Left Coast Voices posted a piece about Liu Xiabo, a leader of the Chinese democracy movement, who won the latest Nobel Peace Prize. My response turned into a seven part series.
What is the freedom that Liu Xiabo wants for China?
From today’s Western democratic perspective, it means the individual is king and may do whatever he or she wants even rape children, murder and steal with the knowledge that his or her rights are protected regardless of the crimes and suffering caused.
Then there is the Western, Christian concept that even violent murderers and/or rapists of infants may ask God for forgiveness, and that forgiveness will be granted no matter the crime—no matter the suffering caused in society.
Meanwhile, in China, other than restrictions on political dissent and a limited number of religious choices, the people are free to live any honest lifestyle he or she can afford to support, as is the case in the West.

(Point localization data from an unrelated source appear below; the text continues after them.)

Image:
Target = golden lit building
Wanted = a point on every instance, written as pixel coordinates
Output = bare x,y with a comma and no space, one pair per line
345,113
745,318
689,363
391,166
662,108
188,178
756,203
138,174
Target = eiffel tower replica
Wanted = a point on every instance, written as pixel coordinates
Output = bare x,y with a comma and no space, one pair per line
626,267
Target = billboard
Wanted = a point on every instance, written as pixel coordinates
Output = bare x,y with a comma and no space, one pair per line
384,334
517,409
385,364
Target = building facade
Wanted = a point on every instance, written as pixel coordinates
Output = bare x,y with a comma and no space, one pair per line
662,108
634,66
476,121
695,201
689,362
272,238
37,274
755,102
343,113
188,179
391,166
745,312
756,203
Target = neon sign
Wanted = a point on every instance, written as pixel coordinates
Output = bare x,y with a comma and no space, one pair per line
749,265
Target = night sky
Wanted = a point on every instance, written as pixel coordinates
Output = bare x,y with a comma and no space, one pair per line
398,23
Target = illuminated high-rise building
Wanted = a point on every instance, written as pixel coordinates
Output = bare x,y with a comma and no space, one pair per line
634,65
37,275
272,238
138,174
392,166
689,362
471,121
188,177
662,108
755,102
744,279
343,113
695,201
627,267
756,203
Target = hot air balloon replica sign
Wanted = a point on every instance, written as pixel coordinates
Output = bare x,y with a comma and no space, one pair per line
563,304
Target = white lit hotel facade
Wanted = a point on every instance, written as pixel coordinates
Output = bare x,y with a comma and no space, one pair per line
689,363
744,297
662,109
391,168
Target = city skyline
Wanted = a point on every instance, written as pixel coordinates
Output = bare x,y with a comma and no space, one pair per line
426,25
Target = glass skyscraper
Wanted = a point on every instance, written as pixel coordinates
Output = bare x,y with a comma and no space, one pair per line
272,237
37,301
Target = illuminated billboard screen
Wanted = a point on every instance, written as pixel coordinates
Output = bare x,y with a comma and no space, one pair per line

As for religious freedom in China, that is not important to most Chinese since Religion in China has been characterized by pluralism since the beginning of recorded Chinese history as far back as five thousand years.
Chinese religions are family-oriented and do not demand the exclusive adherence of members.
Generally, the percentages of people who call themselves religious in China have been the lowest in the world. This does not mean that most Chinese do not believe in heaven or God.
They just do not need to belong to organized religions such as Christianity or Islam.
In fact, evidence in the West says that political dissent isn’t an important freedom since about half of the West’s eligible voters don’t vote anyway.
After all, nonvoters in America are too busy enjoying many of the freedoms that are now enjoyed by the citizens of China.
However, I admit that I enjoy my First Amendment rights as a US citizen, or I might not be writing this Blog defending China’s right to decide its political future.
As a US citizen, I do vote and express my political opinions, but I don’t stage public demonstrations as Liu Xiabo did in China. If you study the Chinese Constitution, you will discover that what he did could be considered illegal in China’s collective culture.